The Journal of Experimental Medicine, Vol 53, 339-362,
Copyright, 1931, by The Rockefeller Institute for Medical Research New York
ON THE NATURE OF THE CHILL-PRODUCING PRINCIPLE IN ANTIPNEUMOCOCCUS SERUM
Albert B. Sabin 1 and
George B. Wallace M.D.1
1 From the Departments of Pharmacology and Bacteriology, University and Bellevue Hospital Medical College, New York University, New York
1. By means of a test method, which is described, the presence or absence of the chill-producing principle in antipneumococcus serum may be determined.
2. This principle may be present in normal blood or serum, homologous as well as heterologous, and the measures employed to obtain an antibody solution are not essential factors in its formation.
3. The chill reaction may be mitigated by the administration of nitrites and by opium and antipyretics. It is doubtful whether this fact offers any practical therapeutic application.
4. The reaction has no relationship to anaphylaxis or to certain toxic effects of drawn blood which have been studied by Freund, Starling and others.
5. The chill-principle appears to be formed only in blood which has been allowed to stand.

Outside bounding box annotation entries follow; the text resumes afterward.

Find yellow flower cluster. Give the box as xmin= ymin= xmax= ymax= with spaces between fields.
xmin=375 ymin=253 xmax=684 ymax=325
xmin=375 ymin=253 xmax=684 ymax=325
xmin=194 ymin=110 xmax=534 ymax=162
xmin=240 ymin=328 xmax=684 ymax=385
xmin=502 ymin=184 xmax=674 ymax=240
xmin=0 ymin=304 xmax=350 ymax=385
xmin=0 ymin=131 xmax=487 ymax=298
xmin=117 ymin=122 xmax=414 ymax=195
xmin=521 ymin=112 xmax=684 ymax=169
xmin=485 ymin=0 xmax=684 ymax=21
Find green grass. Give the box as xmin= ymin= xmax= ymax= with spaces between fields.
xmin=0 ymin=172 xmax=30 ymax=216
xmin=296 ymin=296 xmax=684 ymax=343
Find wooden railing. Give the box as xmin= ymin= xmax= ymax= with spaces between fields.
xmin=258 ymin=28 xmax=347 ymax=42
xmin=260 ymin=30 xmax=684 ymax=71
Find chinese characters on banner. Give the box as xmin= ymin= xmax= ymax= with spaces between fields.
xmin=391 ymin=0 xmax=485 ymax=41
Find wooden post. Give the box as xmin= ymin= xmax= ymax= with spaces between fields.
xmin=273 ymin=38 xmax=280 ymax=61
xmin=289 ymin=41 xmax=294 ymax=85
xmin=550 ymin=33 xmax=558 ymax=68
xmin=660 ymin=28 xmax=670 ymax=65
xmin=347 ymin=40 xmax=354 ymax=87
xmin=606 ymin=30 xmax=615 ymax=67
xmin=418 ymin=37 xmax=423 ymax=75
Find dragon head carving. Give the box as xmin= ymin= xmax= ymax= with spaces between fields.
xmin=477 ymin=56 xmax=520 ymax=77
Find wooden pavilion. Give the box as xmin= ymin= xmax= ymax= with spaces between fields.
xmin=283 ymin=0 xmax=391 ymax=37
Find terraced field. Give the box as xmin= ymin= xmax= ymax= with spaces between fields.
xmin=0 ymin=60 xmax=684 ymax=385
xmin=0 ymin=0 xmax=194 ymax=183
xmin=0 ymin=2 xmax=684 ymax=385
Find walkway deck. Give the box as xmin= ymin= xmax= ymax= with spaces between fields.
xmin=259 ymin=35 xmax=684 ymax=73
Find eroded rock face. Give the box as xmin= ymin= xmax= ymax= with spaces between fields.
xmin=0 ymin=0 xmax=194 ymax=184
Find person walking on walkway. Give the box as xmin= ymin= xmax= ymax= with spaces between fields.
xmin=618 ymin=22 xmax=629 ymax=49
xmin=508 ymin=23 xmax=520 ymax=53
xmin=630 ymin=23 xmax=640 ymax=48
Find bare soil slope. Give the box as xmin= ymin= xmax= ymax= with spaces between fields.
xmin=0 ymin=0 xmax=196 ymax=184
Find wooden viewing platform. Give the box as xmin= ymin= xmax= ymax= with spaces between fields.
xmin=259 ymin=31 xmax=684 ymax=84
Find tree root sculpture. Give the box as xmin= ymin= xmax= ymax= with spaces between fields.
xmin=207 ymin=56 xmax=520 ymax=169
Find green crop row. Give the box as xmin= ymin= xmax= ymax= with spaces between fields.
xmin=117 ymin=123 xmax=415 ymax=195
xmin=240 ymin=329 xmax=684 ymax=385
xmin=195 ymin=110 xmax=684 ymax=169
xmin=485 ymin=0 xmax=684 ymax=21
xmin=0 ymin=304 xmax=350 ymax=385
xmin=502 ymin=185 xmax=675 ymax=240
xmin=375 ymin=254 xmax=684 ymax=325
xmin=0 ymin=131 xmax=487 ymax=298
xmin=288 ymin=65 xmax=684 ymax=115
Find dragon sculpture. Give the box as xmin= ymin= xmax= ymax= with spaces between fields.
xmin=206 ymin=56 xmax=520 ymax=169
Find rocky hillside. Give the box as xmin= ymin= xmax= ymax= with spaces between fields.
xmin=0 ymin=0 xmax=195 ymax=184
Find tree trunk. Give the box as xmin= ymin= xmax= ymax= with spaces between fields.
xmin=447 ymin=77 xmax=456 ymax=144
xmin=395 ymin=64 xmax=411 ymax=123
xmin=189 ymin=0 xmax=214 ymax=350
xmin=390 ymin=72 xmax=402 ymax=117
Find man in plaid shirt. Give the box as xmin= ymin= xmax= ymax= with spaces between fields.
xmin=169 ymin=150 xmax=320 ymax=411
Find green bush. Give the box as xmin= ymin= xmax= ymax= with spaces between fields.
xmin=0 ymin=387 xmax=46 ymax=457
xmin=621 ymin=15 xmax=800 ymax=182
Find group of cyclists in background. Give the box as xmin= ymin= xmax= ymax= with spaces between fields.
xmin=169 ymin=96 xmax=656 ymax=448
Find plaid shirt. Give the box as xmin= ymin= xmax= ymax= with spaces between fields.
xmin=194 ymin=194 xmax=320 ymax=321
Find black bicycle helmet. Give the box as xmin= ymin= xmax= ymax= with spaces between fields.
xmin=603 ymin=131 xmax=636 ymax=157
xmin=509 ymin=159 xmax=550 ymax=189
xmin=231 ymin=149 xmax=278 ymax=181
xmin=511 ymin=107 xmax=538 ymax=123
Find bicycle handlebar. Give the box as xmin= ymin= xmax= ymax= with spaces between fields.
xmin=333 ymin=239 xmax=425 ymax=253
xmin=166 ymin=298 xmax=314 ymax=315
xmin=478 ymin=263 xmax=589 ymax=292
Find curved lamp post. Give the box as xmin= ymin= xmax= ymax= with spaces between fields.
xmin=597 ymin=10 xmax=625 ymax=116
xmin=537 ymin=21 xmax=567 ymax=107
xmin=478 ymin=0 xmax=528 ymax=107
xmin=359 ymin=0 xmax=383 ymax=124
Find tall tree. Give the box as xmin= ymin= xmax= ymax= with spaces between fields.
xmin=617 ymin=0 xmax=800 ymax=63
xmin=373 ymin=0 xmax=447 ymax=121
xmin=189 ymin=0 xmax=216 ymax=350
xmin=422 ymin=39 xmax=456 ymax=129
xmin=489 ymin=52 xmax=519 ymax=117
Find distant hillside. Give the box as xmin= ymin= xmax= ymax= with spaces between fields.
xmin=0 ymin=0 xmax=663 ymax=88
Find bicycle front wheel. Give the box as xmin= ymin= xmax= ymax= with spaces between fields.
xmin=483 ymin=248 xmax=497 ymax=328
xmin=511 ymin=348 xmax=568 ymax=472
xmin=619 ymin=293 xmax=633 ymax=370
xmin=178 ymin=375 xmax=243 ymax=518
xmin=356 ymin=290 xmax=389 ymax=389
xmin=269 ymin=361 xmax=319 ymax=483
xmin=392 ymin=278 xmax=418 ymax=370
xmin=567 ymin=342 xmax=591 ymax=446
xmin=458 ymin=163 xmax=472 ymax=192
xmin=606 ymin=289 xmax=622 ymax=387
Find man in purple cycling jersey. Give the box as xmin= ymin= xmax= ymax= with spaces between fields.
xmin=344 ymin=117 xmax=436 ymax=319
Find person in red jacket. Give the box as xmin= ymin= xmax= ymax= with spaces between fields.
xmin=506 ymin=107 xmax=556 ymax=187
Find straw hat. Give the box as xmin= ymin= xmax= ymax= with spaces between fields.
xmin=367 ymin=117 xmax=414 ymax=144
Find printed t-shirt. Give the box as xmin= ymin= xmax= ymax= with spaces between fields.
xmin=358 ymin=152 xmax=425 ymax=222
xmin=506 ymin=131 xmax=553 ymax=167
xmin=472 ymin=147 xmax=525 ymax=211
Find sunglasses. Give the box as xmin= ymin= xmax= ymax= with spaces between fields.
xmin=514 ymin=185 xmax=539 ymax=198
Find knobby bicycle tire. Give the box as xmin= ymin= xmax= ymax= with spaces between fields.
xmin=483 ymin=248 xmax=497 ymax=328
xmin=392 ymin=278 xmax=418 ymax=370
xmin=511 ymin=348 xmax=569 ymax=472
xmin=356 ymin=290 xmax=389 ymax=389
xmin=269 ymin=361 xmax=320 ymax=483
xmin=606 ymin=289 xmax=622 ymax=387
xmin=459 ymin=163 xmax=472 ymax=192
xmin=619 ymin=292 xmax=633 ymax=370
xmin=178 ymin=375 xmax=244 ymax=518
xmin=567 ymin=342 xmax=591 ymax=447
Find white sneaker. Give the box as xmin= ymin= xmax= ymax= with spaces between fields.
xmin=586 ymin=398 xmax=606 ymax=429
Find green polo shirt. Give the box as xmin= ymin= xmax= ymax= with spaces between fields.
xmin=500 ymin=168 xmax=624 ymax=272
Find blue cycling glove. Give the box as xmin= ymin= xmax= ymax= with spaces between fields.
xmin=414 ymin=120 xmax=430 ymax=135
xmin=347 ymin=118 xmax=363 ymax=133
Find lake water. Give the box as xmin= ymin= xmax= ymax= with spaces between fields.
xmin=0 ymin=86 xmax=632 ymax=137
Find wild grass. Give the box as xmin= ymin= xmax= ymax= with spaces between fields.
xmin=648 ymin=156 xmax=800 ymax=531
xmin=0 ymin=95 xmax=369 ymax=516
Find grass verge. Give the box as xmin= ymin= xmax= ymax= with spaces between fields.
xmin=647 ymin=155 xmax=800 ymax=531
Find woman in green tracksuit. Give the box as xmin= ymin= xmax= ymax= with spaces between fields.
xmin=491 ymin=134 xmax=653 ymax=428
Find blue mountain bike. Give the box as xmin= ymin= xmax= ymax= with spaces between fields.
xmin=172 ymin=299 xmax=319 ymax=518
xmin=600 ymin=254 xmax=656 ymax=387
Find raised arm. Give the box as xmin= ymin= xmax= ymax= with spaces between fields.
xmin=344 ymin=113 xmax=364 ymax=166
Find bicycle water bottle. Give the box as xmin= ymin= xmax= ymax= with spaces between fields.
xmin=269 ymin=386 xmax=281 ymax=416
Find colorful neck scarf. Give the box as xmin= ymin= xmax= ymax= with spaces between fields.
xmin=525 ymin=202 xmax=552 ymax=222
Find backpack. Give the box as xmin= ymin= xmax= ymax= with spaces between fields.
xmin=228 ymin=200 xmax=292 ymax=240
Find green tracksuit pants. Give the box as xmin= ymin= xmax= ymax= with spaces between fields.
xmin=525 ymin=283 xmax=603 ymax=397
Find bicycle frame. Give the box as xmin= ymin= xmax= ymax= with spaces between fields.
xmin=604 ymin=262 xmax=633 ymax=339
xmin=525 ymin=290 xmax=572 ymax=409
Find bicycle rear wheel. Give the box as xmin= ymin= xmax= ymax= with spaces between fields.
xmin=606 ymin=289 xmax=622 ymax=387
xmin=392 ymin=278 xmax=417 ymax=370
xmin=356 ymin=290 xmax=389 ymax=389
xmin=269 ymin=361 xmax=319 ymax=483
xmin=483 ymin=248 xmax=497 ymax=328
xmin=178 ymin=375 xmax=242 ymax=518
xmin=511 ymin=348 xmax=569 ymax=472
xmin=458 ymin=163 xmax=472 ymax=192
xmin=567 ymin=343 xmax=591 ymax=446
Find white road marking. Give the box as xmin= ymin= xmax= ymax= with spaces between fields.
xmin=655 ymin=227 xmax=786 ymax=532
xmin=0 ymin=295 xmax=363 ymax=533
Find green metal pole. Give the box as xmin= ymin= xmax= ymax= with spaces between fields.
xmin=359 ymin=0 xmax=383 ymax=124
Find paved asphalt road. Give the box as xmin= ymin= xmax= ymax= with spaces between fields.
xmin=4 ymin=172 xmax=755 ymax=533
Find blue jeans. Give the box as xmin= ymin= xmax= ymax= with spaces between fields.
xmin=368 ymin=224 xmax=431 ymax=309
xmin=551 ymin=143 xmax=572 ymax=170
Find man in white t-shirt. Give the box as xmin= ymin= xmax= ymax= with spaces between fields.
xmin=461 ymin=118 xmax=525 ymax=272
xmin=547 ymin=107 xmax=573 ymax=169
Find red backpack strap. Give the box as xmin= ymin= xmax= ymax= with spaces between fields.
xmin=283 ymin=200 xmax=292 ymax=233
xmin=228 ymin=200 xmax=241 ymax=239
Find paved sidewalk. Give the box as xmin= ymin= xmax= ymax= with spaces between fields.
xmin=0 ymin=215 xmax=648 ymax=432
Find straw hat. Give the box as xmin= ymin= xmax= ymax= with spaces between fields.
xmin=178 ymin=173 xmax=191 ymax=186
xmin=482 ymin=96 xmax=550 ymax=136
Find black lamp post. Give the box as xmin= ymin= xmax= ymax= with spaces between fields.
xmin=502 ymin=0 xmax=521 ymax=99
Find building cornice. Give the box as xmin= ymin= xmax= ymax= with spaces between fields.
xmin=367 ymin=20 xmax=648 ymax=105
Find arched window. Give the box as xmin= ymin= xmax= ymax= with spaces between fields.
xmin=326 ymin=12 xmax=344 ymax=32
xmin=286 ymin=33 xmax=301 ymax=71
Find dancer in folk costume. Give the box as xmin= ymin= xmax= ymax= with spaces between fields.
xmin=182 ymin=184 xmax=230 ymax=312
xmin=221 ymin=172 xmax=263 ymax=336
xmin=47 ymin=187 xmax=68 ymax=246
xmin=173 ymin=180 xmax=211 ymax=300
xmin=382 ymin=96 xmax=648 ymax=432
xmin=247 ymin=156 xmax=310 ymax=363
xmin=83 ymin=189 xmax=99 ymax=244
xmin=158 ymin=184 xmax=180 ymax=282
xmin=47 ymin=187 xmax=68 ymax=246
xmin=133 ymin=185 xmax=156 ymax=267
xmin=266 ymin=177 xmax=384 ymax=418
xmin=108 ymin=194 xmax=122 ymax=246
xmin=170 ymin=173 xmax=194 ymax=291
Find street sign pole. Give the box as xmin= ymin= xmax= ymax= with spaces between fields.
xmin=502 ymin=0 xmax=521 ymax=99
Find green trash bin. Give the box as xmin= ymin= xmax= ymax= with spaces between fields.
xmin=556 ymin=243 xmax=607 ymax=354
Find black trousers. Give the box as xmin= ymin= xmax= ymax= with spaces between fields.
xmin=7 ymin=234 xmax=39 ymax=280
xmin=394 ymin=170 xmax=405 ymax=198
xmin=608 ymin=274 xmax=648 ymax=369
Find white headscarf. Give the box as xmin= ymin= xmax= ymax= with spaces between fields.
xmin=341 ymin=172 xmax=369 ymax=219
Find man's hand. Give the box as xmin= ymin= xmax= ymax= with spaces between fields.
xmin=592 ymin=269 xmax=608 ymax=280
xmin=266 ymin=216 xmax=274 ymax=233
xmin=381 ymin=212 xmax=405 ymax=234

Our experiments do not show that the reaction is dependent on formed elements, fibrinogen, or lipoids.
6. Anticoagulants, filtration, dialysis and moderate heating are without effect in removing the principle from the solution containing it.
7. By changes in the sodium chloride and hydrogen ion concentration in antibody solutions an acid globulin and an alkaline globulin fraction may be obtained. The acid globulin fraction, whether or not phospholipin is present, contains the greater part of the chill-principle and a small part of the antibody substance; the alkaline globulin fraction contains the greater part of the antibody substance and a smaller part of the chill-principle. The acid globulin fraction is not itself the chill-principle but serves as a carrier of this, probably through an adsorptive process.